The monster showed up after midnight. As they do.

But it isn’t the monster Conor’s been expecting. He’s been expecting the one from his nightmare, the one he’s had nearly every night since his mother started her treatments, the one with the darkness and the wind and the screaming…

This monster is something different, though. Something ancient, something wild. And it wants the most dangerous thing of all from Conor.

It wants the truth.

review :

I love Patrick Ness’ writing style so much! I read the Chaos Walking trilogy a while ago and that was and still is one of my all-time favorite things to read, both because of the great characters and the way the author has with words. He definitely holds onto that skill in A Monster Calls and uses it to draw the reader in from the first page.

First of all I loved the beautiful way that the book was set up. There are illustrations scattered throughout the book, all dark and dreary and depicting the monster that comes to visit Conor. Sometimes they frame the text and they really drew me into his story so that I could see what he was while he was speaking about it. Conor is mostly just the average kid though Ness makes even that seem special. Everything about this book is so realistic which is part of how horrifying it truly is. All of this realism is faced with the monster and the reader is guessing along with Conor as to whether or not the monster is really there or is just in his imagination.
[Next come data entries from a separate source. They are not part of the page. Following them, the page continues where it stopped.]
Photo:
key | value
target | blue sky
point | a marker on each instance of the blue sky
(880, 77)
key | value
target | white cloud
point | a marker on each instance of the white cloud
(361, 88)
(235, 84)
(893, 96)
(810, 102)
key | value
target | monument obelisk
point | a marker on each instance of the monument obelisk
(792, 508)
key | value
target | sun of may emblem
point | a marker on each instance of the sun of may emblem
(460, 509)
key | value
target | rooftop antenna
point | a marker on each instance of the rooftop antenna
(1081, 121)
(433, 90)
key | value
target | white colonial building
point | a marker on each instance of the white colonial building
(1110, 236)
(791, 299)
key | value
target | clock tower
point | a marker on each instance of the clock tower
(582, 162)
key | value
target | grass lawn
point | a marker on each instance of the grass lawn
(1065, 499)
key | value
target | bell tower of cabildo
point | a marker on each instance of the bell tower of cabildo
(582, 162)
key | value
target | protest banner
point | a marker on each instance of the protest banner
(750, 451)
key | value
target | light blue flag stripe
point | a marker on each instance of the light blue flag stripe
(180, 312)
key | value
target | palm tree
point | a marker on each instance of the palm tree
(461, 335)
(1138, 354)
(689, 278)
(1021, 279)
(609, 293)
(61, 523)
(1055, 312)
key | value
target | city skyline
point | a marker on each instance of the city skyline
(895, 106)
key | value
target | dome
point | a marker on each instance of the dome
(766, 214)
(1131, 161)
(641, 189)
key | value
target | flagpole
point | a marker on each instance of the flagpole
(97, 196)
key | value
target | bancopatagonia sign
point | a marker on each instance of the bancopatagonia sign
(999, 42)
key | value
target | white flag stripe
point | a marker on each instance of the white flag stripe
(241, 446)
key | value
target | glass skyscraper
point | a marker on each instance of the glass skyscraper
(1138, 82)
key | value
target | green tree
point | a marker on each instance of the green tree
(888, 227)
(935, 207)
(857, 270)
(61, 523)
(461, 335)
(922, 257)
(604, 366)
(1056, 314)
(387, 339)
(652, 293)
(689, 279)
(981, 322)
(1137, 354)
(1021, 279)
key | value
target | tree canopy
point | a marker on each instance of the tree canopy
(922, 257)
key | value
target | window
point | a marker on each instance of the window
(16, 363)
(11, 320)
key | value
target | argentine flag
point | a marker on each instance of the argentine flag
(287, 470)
A Monster Calls deals with very tough issues in a beautiful and powerful way. I didn’t know much about this book before I picked it up, only that I’d heard great things about it and already had a love for Ness’ work. What I didn’t expect was to become so emotionally connected with these characters that I felt like I was going through this horrible time alongside Conor. I really have to applaud the author for the way he conveyed this story without making it overdone or feel false. By the time the monster was demanding for Conor to tell his story of the truth the book brought me to tears.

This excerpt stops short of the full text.